Some local councils have fared worse than others
Not all local councils had their budgets for these services cut equally. Eight saw over half of their budgets slashed since 2013. Solihull in the West Midlands had its budget cut by 90% in four years. Wirral has also been hit hard, with an 82% reduction in its budget. And Richmond upon Thames now has 66% less funding than it did four years ago.
These are significant cuts with significant consequences. Eytan Alexander, the founder of UK Addiction Treatment (UKAT), said:
Nobody with a serious dependency on drugs or alcohol should ever be left to go ‘cold turkey’ at home. The dangers must surely outweigh the desire to save money. Recovery is a journey – there are no shortcuts.
Slashing budgets threatens not only the health, but also the lives of some of the most vulnerable in society. It’s false economy transferring the burden onto an already stretched NHS, which is facing a winter crisis.
Jonathan Ashworth, Labour’s Shadow Health Secretary, made a similar point, but stressed how the current government is to blame. He said:
This new research confirms our recent warnings and is driven by wider Tory cuts to our public health services.
These cuts to services supporting people with addiction issues betray those people and their families who need help now, and will cost society and the state more in the long run.
Transform Drug Policy Foundation got in touch with The Canary about these figures. It said:
Drug related deaths are already at record levels, and the government’s response is to slash funding for drug treatment services.
The Home Office claims that treatment is at the centre of their plan, but then they sever vital funding for those services they say are so important.
It is absolutely scandalous.
Transform believes that we should be “looking at alternatives to our failed drug policy”. Indeed, perhaps if drug use was treated as a health issue, rather than a criminal one – with billions going into drug law enforcement every year, then these services could be properly funded.

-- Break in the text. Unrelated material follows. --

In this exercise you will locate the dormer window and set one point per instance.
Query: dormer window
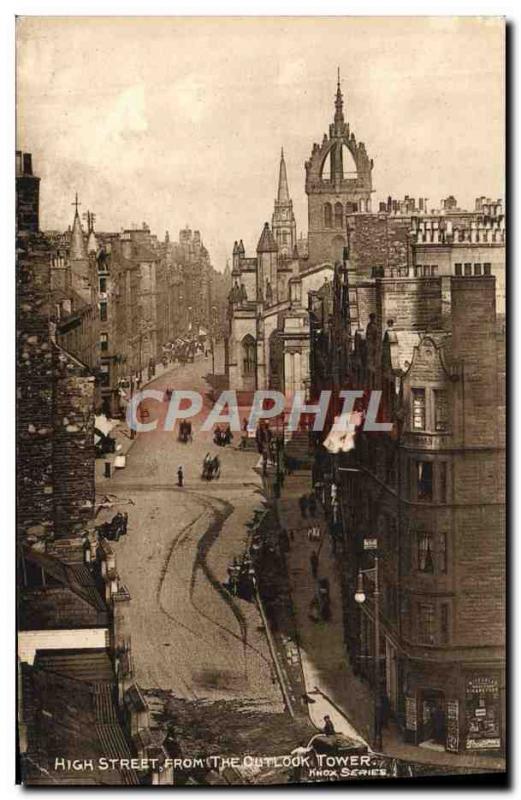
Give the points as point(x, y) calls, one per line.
point(418, 409)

Tory pledge on mental health
In the Conservative manifesto, there is little mention of drug and alcohol addiction. Yet mental health is emphasised. It says:
We will continue to rectify the injustice suffered by those with mental health problems, by ensuring that they get the care and support they deserve.
And in her first speech as Prime Minister, Theresa May spoke of the “burning injustice” of people with mental health issues not receiving enough help.
But drug addiction and alcohol dependency are often closely linked with mental health issues. This is known as a co-occurring condition. Chula Goonewardene, operations manager at rehab charity Steps2Recovery, says that “the majority of people with chronic addiction issues” have “very deep, underlying and unresolved trauma”.
The current government has constantly made promises about making mental health a priority. May unveiled plans to “transform” mental health services. Yet mental health funding has been slashed across the country.
These broken promises point to a lack of honesty at the heart of this government. And the cuts to residential rehab services are just more evidence of this.